The very next image of "The head of Llywelyn carried through the streets of London," is captioned as "date uncertain," though it should rather illustrate a much later chapter, being most probably a nineteenth-century production. The following illustration, the title-page of The Pleasant History of Taffy's Progress to London ... is said to have been "printed by T. Thom, London, late 17th century," yet Thom's initial, plainly visible in the reproduction, is F.; the next illustration is Pistol eating Fluellens Leek, but despite Bunbury's authentically Shakespearian spelling of Llywelyn's name, he is referred to in the text as Fluellin--in itself, this is trivial enough, of course, but when set alongside the other similar errors, it weakens one's confidence in the author's competence--at least, in the earlier period. The prose broadside, The Welch Man's Inventory, which follows, is captioned "printed by W.O., London, 1641"; but William Onley is a late-seventeenth-century printer, and Wing dates this edition [W1325A], 1700 (uniquely in the British Library); there is a 1641 edition uniquely in the collection of the Society of Antiquaries, though, in fact, it can be traced earlier still, for it appears as the Welch Infectory [sic] of the Coods in the Stationer's Register entry for 6 December 1633.

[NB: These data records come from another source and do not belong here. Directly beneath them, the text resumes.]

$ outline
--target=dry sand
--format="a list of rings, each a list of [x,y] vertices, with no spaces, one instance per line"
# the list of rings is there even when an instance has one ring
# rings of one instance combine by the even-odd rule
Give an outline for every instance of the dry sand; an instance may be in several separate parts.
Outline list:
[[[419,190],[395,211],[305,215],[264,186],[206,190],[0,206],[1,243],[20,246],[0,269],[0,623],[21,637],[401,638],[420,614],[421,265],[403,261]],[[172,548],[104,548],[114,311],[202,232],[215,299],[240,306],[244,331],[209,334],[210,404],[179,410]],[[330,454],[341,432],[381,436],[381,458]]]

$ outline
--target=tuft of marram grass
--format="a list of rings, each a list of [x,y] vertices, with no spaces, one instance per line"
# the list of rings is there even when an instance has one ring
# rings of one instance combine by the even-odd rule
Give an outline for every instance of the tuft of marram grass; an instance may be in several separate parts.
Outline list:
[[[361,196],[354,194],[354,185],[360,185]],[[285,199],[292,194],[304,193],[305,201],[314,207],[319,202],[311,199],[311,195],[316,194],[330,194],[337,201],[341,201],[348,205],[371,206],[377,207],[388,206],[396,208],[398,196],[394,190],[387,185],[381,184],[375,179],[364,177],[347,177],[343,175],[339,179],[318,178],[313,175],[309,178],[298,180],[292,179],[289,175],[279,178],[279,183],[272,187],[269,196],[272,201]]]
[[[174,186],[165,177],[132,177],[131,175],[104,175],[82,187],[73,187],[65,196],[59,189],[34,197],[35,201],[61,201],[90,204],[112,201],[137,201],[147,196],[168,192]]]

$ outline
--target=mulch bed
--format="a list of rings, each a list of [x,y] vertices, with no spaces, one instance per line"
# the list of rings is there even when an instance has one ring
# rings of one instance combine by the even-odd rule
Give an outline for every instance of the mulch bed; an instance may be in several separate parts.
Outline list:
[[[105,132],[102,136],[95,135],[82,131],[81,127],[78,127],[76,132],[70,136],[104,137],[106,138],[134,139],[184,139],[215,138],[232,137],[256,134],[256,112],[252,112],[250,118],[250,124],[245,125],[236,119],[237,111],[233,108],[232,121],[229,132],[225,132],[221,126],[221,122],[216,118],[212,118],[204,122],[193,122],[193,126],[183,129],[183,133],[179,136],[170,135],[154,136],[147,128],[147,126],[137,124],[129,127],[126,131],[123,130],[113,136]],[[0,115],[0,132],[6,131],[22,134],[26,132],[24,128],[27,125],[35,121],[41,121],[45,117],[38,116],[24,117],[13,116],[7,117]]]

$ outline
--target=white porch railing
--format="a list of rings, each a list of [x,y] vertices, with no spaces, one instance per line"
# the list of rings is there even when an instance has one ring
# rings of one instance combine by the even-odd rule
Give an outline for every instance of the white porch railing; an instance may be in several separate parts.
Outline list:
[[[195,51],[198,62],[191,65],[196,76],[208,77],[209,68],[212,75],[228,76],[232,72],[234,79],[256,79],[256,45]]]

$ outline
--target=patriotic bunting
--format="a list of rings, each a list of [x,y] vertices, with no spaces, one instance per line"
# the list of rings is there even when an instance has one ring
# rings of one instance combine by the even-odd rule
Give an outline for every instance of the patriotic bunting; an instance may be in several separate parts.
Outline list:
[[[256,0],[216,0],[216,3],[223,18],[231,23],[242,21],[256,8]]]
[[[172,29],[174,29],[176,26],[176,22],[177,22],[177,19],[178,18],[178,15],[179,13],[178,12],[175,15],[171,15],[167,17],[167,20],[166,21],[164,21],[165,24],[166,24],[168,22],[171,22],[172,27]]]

There is still more work to be done in tracking down the origins and development of the image of the stereotypical Welshman (as seen through English eyes, of course), the "Poor Taff" of Lord's second chapter. For all its "Wenglish" text, the eponymous Welch Man of the burlesque Inventory, who also appears in The Welch Mans Life, Teath and Periall (London, 1641) is merely portrayed as an elderly man in cap and fur-trimmed gown, with a staff in one hand and a hat in the other--the "humour" resides almost wholly in the text, not in the image, and the man himself could just as well be English. It seems it is not until the late-seventeenth century that the Welshman is identified as such visually, and then principally by virtue of the leek in his hat: in broadside ballads printed in the late 1680s we first come across Taffy walking beside his goats wearing the leek in his hat, carrying a pike over his shoulder and in the other hand a slice of cheese-on-toast skewered on the end of a knife. He appears, for example, in 1689 in The Welsh Fortune Teller (satirising the Welsh penchant for prophecies, as Shakespeare had already done in the person of Owen Glendower, at the end of the previous century), by which date the block has already suffered from woodworm, for four wormholes decorate his hat; in The Welch Wedding, however, which Wing (W1345) dates 1685X8 there are only three worm-holes, thus enabling us to narrow down the date-bracket Wing gives for The Trappan'd Welsh-man (T2051A), who also has only three holes in his hat, from 1685X95, to 1685X8--a small enough addition to the sum of human knowledge, admittedly, but the sort of detail which bibliographers neglect at their peril!